Entrepreneurs should not think about price until they had developed a position.
“The pricing of the product or service is driven in the first instance by a clear understanding of the position,” Dr Barclay said.

“If the promise is like the laundry detergent promise, it turns out that the target customer is willing to pay more for a product that promises something they cannot get elsewhere.

“ In other words, they are willing to pay a premium for the reassurance that comes from the brand that offers the whitest clothes. It’s so important to this segment of customers that they are willing to pay a premium. So the positioning helps the pricing decision.”
“Entrepreneurs must also be aware of what is occasionally referred to as the Five Cs: customer, competition, channels, company objectives and costs.

“You must know what the customer is willing to pay for the promise, and you must know about the competition and its prices,” Dr Barclay said.
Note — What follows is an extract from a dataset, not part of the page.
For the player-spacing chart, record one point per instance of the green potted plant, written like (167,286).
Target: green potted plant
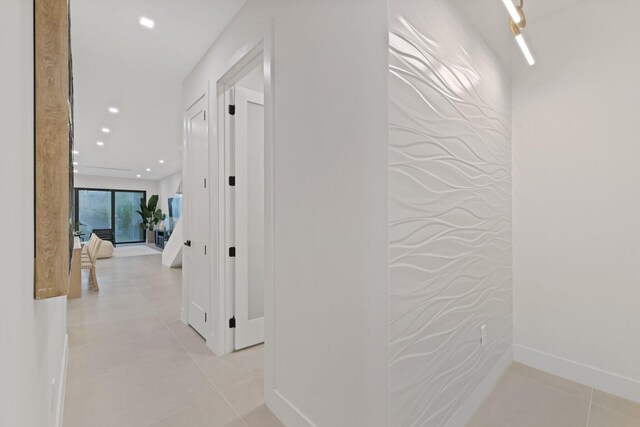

“You must know about channel needs- whether entrepreneurs are using distributors or retailers and what they expect in terms of margins. The margins must be high enough to get them excited about supporting the new product. They have to understand their company’s objectives- short versus long-term profitability.

“And they have to understand their costs, especially variable costs, to make sure the price at least covers variable costs and makes some contribution to overheads and profits. A clear knowledge of their customers and the competition feeds into both positioning and pricing.”

According to Roger More, associate professor of marketing at the same business school, pricing decisions become easier when you start by looking at how much your target market is paying for what he calls “the solution to their problem”.
But that is not enough. You must then look at what differentiates you from your competition.

“A lot of entrepreneurs focus only on what is so great about their own product or service and forget about what makes it better,” Professor More said.

“For example, is it cheaper, is it tastier or does it solve their problem more effectively?”
The only way to get honest answers to these questions is through focus groups.
“Bring potential customers together in a focus group and ask them what it would take to win them over as your customers,” Professor More said.

“It might mean inviting them out for lunch or dinner, but make it clear you want to know what they really think, not what they think you want to hear.”

Armed with this knowledge, you can start thinking about how much you can charge for your product- more, less or the same as your competition.